In M. tuberculosis, rare variants make a substantial contribution to some resistance phenotypes, but the small sample sizes currently available lack the power to assess the individual effects of the mutations. Chen et al.2 modelled resistance to 11 drugs in 3,601 M. tuberculosis isolates. They found that including pooled rare variants across genes in 28 targeted genomic regions substantially improved predictions compared with including common mutations only. Previously uncharacterized mutations in the embA gene were important predictors of ethambutol resistance, pointing to the potential for machine learning to identify novel candidate resistance mechanisms for further investigation. Accuracy also improved slightly when the authors built models to predict resistance to all drugs simultaneously, which enables the sharing of information across phenotypes.

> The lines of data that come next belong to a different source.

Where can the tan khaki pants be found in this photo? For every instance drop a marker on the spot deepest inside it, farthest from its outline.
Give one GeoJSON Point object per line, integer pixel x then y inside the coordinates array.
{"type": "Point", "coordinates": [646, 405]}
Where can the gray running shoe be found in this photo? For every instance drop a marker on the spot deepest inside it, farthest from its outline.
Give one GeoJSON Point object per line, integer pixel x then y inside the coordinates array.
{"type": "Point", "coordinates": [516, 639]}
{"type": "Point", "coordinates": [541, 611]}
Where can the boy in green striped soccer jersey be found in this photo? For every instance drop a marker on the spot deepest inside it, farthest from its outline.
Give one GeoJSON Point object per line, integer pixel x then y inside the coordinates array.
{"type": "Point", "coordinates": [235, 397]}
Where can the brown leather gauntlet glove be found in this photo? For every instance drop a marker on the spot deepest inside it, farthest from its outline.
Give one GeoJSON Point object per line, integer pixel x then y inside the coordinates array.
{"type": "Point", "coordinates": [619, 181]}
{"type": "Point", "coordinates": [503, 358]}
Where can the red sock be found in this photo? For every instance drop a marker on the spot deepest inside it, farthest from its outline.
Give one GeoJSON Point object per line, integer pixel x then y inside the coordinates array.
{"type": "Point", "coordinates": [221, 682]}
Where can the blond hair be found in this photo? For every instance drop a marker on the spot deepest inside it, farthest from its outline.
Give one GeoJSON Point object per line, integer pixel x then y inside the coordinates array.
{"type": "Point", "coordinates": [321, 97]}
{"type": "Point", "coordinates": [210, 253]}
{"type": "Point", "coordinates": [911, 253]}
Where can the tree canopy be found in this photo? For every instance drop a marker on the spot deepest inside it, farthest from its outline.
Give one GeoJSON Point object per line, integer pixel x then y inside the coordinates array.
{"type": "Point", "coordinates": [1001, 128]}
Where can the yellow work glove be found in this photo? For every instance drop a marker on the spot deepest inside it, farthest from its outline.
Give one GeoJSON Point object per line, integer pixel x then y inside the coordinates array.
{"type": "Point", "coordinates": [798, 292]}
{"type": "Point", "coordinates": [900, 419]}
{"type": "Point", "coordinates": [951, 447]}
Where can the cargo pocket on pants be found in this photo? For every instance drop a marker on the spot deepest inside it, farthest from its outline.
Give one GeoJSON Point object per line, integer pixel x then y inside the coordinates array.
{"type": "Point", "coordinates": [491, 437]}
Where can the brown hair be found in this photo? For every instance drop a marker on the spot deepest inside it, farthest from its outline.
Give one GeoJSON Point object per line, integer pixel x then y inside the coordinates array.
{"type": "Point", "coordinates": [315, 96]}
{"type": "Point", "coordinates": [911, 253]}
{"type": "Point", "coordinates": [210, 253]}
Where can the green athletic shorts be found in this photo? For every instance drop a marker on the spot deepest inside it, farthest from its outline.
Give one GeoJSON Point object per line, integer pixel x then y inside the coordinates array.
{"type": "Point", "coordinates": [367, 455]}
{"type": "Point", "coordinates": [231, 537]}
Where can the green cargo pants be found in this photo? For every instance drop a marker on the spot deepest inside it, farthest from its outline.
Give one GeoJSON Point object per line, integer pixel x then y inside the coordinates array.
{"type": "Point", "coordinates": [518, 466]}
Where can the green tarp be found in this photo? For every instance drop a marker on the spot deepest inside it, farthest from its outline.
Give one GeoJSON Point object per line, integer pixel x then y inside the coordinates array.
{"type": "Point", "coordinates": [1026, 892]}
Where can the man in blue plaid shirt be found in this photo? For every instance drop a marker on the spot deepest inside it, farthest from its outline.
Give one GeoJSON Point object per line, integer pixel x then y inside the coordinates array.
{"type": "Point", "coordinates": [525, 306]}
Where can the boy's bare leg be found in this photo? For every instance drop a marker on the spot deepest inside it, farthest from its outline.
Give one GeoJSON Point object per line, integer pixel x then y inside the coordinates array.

Credit: Philip Patenall/Springer Nature Limited

In Pseudomonas aeruginosa, differences in the expression of resistance genes account for some resistance phenotypes that currently cannot be explained by genetic variation alone3. Using 414 P. aeruginosa clinical isolates, Khaledi et al.4 examined the ability of machine learning methods to predict resistance to four common anti-pseudomonal antimicrobials using data on gene presence or absence (GPA), genetic variation and gene expression under standard culture conditions. The relative importance of the three data types differed markedly for the different antibiotics, reflecting the different mechanisms of resistance. Whereas ciprofloxacin resistance could be accurately predicted using genetic variation alone, including gene expression data substantially improved prediction of ceftazidime, tobramycin and meropenem resistance over GPA alone. The importance of expression of the multidrug efflux pump oprABoprM was detected for meropenem, but not ciprofloxacin and ceftazidime, which could potentially have been remedied by a multi-drug modelling approach or the inclusion of more samples. The authors built equally accurate models using <100 features (out of >80,000), potentially enabling the development of simpler molecular tests. However, the requirement of expression data limits the practicality of this approach as a rapid point-of-care test without further experimental work to dissect expression regulation and link genetic variation to gene expression5.

Both studies also considered the impact of population structure on their models: Chen et al.2 examined the reliance of their models on known lineage markers and found that they were more predictive of sensitivity than resistance; and Khaledi et al.5 identified differences in the reliance of different model types on genetic background by testing their models on withheld sequence types. The type of data required, and the right method for modelling the data, differs depending on the resistance mechanism. In both studies the simplest model tested, a logistic regression, performed best for some drugs, but more complex methods were superior for some hard-to-predict phenotypes. Algorithms for predicting AMR when there is a straightforward link between genotype and phenotype currently report high accuracy, but more biologically informed approaches are needed for cases for which standard predictive methods still struggle. These studies illustrate progress in bridging these gaps.